Recently though, having grown up and re-prioritized the "important" things in life, I have a new found respect for these phone calls and the hour or so I spend every other week updating my grandmother on my new life here. These are calls that I have grown to love and minutes that I have begun to cherish.

We cover the same grounds every time. I tell her about my new house, my roommate and the job hunt, she tells me about her Pinnacle games, the latest gossip in the assisted living home where she now resides, and her most recent visitors. Then she usually follows with a round about way of asking whether I have a new boyfriend or not and proceeds to finish the conversation off with a not-so-subtle hint that she would really like to put a wedding on her calendar. Namely that of one of her nine grandchildren. These days, an hour chatting with that fire cracker is never enough, but somehow, even at age 86, she still remains busier than anyone I know and I can always tell when she is late for an appointment or daily Communion when she initiates the end of the phone call with the all too familiar "Okay Sweetie..."

Today, after our long chat and the usual two minutes of saying goodbye, somewhere in between the the time that the phone left my ear and the time that I actually hung up on dear Dolores, I heard her say one last thing. Somehow in that fraction of a second, she squeezed in "Don't worry Angel, everything always works out."

And now, as I sit with my thoughts on a cold, crisp Colorado afternoon, her words continue to be at the front of my mind. I think back to the last time I saw her before I moved. I drove through central Washington to visit my grandmother on a warm late summer day in September. I had only planned on staying for one night but as usual, ended up staying three.

"Well, you are just so much like your grandmother" Ted at table four said over a dinner of cold meatloaf and mushy vegetables in the main dining room. "We'll go out for breakfast before you leave tomorrow" my grandmother whispered to me from across the table as she struggled to finish her tasteless meal while completely ignoring Ted, who I am convinced has a crush on her. And as I laughed and stared back at my blue eyed, red haired grandmother, I wondered if we really were actually anything alike at all.

Later that night as we chatted over decaf coffee and warm cookies I worked up the courage to ask if she thought I was crazy for moving. I asked her if she ever felt the need to run away at my age, if she ever wanted more for herself. I asked her if I should be worried and if she thought things would work out for me. And before I even had a chance to think twice about the real-time talk I had just initiated, she said softly,"Sit down Angel".

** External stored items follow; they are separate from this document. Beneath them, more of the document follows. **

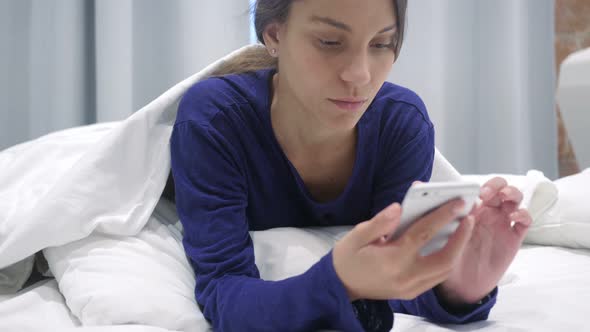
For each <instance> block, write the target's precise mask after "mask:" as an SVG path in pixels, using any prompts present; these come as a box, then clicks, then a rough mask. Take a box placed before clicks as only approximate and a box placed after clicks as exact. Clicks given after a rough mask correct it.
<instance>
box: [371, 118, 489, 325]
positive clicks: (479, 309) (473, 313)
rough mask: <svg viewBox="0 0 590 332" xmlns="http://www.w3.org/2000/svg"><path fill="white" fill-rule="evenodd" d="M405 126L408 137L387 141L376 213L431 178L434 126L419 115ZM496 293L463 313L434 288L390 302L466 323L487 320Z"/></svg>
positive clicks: (409, 309) (375, 200)
mask: <svg viewBox="0 0 590 332" xmlns="http://www.w3.org/2000/svg"><path fill="white" fill-rule="evenodd" d="M404 127H405V130H406V132H404V134H403V135H401V137H404V138H405V139H404V138H401V139H400V138H399V137H400V135H398V136H397V138H396V140H395V144H394V143H392V142H386V144H384V146H385V147H387V148H386V149H385V151H386V157H385V159H384V163H383V164H382V167H381V173H378V175H377V176H378V178H377V181H376V182H375V183H376V184H377V185H376V188H375V195H374V200H373V209H372V215H375V214H377V213H378V212H379V211H381V210H382V209H384V208H385V207H387V206H388V205H390V204H392V203H393V202H400V203H401V202H402V200H403V198H404V196H405V195H406V192H407V191H408V189H409V188H410V186H411V185H412V183H413V182H414V181H418V180H419V181H423V182H428V181H429V180H430V176H431V174H432V166H433V162H434V127H433V125H432V123H431V122H430V121H428V120H426V119H422V118H418V117H416V119H415V120H413V121H411V122H409V123H407V124H406V125H405V126H404ZM392 136H393V135H392ZM387 140H388V139H387V138H386V141H387ZM389 140H390V141H393V139H389ZM496 296H497V289H495V290H494V291H493V292H492V293H491V294H490V295H489V296H488V297H487V298H486V299H485V301H482V303H481V304H479V305H474V306H471V307H470V308H469V309H468V310H466V311H461V312H458V311H454V310H453V309H452V308H449V307H445V306H444V305H443V304H441V301H439V299H438V298H437V295H436V293H435V292H434V290H433V289H431V290H428V291H427V292H425V293H424V294H422V295H420V296H418V297H416V298H415V299H412V300H395V299H393V300H390V301H389V305H390V307H391V308H392V310H393V311H394V312H399V313H405V314H410V315H416V316H422V317H424V318H427V319H430V320H432V321H435V322H437V323H453V324H463V323H469V322H472V321H477V320H485V319H487V317H488V315H489V313H490V310H491V308H492V307H493V306H494V304H495V302H496Z"/></svg>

Two hours and quite a few tears (on my part) later, I knew it all. Its a funny thing when you realize that your parents or grandparents in this case, had a life before you. Before her husband, the farm, the five children she birthed, and the nine grandchildren she was blessed with, she had a life. Her own life. And after listening to her struggles, her choices and her story, so many things made sense. She lived through a war, a depression, two engagements, years of bad crops, and years of really great ones. And as she spoke, I realized that the decisions she made when she was my age were the decisions that defined her life. "Don't be scared to make a wrong choice" she told me that night, "because wrong choices can be the best choices of your entire life". The next day I drove home with a new appreciation for my grandmother and a new found confidence in my own decision to redesign my life.

"Don't worry Angel" I heard her say today. "Everything always works out". As I put the phone down and sat on my bed I thought of my grandmother with her perfectly dyed red hair and her sparkly blue eyes and I hoped with all my might that I had given her enough positive affirmations today and that I had told her I loved her at least four times. Then I looked down at the notebook I had been doodling in and laughed when I realized that during our hour long conversation, I had covered six pages front to back with my signature, names of random people, and of course, boxes.